As fans, for the most part, all we care about from our team’s players is their stats and how they help the team win. If Player A is the nicest guy in the world and can rush for 50 yards but Player B is a jerk and can rush for 100 yards, we’ll take Player B, no questions asked.
For the most part, the players on this list were talented football players in the prime of their careers and managed to stay out of trouble…until they retired.
Maybe you weren’t the biggest Brett Favre fan while he was still playing (I sure wasn’t). But until his first retirement (following the 2007 season), he was a well-enough behaved player off the football field, as well as being a legend on the field.
And then the trouble started. First, there was the trouble with Favre wanting to return to the Green Bay Packers but management insisting they were sticking with Favre’s successor, Aaron Rodgers. There were the pictures Favre sent to an employee in the Jets organization, and the scandal that ensued from that. And most recently were Favre’s comments implying that Rodgers fell into a lucky situation in Green Bay and that Rodgers should have even won a Super Bowl sooner.
Typical Favre doing anything he can to be in the spotlight.
I never had a problem with Tiki Barber when he was an NFL player. Even as an Eagles fan, I liked and respected him (maybe because I am a twin too). Barber was still an extremely talented NFL running back even into his early thirties until he abruptly announced his retirement.
The New York Giants went on to win the Super Bowl the next season without Barber, although he managed to keep himself in the news by claiming Eli Manning’s previous attempts to take charge at team meetings were comical, according to an article published on NBC Sports. Barber also openly criticized Tom Coughlin’s coaching style, saying Coughlin was outcoached after the Giants’ playoff loss in 2005.
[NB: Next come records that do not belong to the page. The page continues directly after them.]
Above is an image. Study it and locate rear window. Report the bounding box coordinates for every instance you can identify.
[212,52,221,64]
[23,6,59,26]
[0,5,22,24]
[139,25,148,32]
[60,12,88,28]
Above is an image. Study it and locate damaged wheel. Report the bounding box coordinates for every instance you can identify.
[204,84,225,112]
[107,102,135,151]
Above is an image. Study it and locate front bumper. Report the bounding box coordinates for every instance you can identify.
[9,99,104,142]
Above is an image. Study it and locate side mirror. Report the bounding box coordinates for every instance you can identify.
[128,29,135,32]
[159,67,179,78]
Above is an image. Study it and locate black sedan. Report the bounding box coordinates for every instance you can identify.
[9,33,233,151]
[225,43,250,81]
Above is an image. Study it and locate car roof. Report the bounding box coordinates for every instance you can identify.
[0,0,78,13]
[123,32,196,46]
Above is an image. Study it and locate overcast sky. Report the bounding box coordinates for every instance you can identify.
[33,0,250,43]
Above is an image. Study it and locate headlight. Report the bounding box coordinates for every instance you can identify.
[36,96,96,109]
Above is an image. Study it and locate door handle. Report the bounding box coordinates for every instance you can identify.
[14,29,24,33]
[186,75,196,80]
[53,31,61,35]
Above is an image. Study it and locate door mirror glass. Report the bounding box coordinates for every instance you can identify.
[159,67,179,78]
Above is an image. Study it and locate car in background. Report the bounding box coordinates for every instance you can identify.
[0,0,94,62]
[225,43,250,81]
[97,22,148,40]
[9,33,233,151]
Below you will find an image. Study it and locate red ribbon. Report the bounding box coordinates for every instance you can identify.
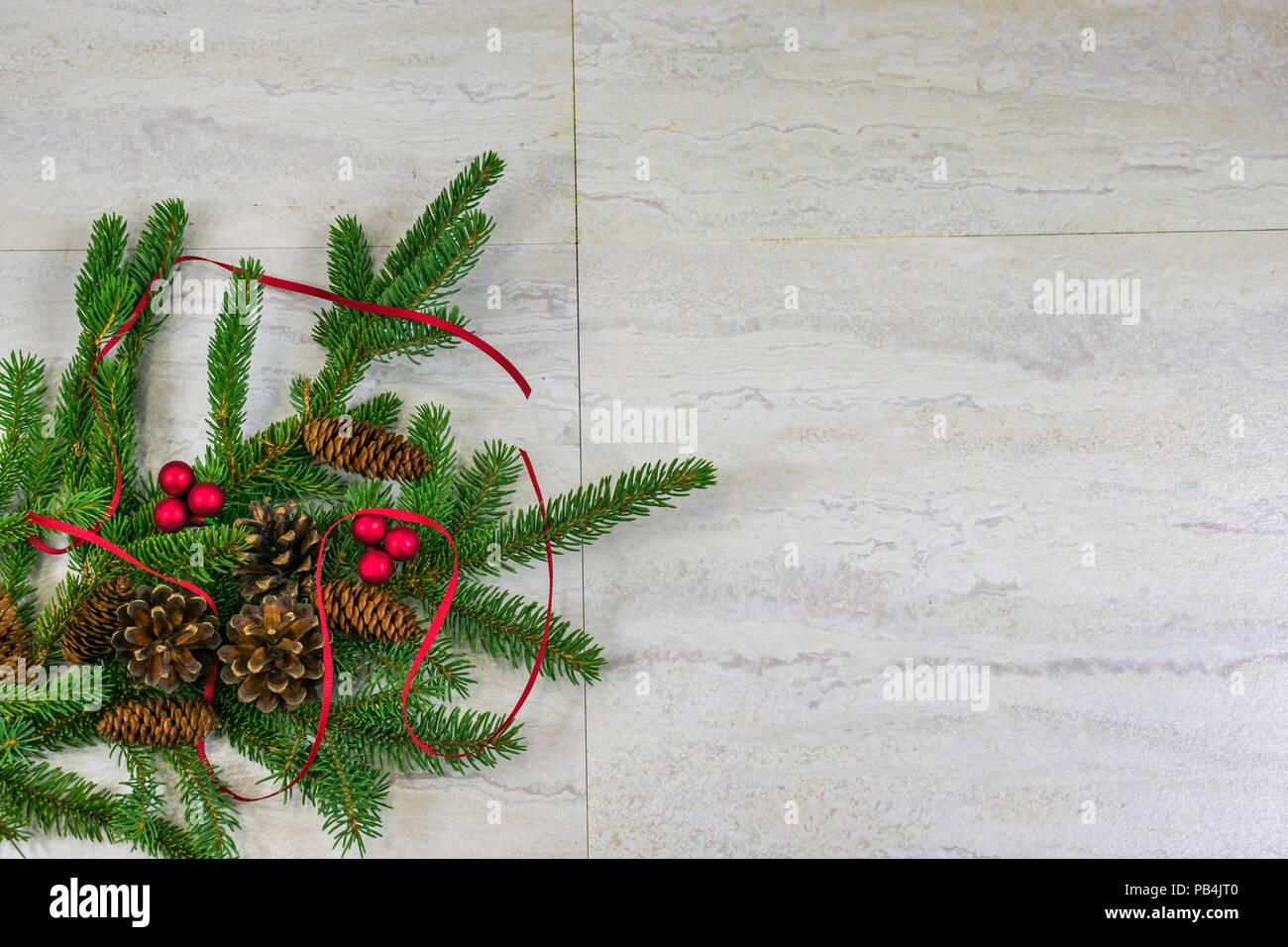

Coughlin got the last laugh though when he and the Giants won Super Bowl XLII without Barber, and then Barber had a failed attempt at a comeback to the NFL this past fall.
While he was a receiver in the NFL, Marvin Harrison was smooth, consistent, and Peyton Manning’s number one go-to guy. Harrison made eight Pro Bowls and will almost assuredly be a Hall of Famer one day.
After he retired, Harrison was involved in an incident with a gun and a drug dealer, in which Harrison was alleged to have shot at a dealer named Dwight Dixon. Harrison was sued, news that tarnished his legacy, especially for a player always thought to be so mild-mannered as Harrison.
During his four years as an underachieving wide receiver for the Philadelphia Eagles, Freddie Mitchell liked to talk, but then again, lots of guys talk.
The only problem was that Mitchell couldn’t back it up, and in what turned out to be the final game of his unproductive NFL career (the 24-21 Super Bowl loss to the New England Patriots), Mitchell caught fewer passes (1) than the guy who covered him (Rodney Harrison, 2).
The sports blog Deadspin reported that Mitchell went on to be a substitute teacher and was fired after asking girls for their phone number. Mitchell then was detained when seven pounds of marijuana was delivered to a barbecue business he owned in the summer of 2008, and a year later, he was pulled over for speeding and due to outstanding warrants for failure to pay child support, he was arrested and released on $250,000 bail
Henry was a star running back in the early 2000s, rushing for 1,438 yards and 13 touchdowns in 2002 and rejuvenating his career in 2006 with a third (and final) 1,000 yard campaign to go with seven scores on the ground.
Off the field, Henry isn’t so much a star. Reports from a New York Times article published two years ago said Henry is the father of nine children to eight different women; now apparently he is up to 11 children with 10 different women, according to his Wikipedia page.
Along with the multiple failures in his paying his child support, suspensions for marijuana use, and a recent cocaine trafficking incident that earned him three years in prison, Henry isn’t the type of role model young children should choose.
A talented receiver back in the 1980s, Collinsworth totaled 6,698 receiving yards and 36 touchdowns in a nine-year career with the Cincinnati Bengals.
Now as an analyst on NBC’s Sunday Night Football, Collinsworth may be my least favorite commentator in all of sports. He strikes me as unintelligent and extremely negative, and the majority of people I know can’t stand him.
Maybe he's just bitter that he never won a Super Bowl.
This one is a little too obvious. O.J. was a Hall of Fame running back in the 1970s for the Buffalo Bills, but it was what he did after he retired that made him even more famous.
We all know of O.J.’s murder, the famous trial, the slow speed car chase, and the lack of conviction that allowed O.J. to walk free. O.J. went as far as to attempt to write a book, If I Did It, detailing how he would have done the murders…if he had done them.
O.J. is currently serving a 33-year sentence in prison for numerous felonies, including armed robberies and kidnapping.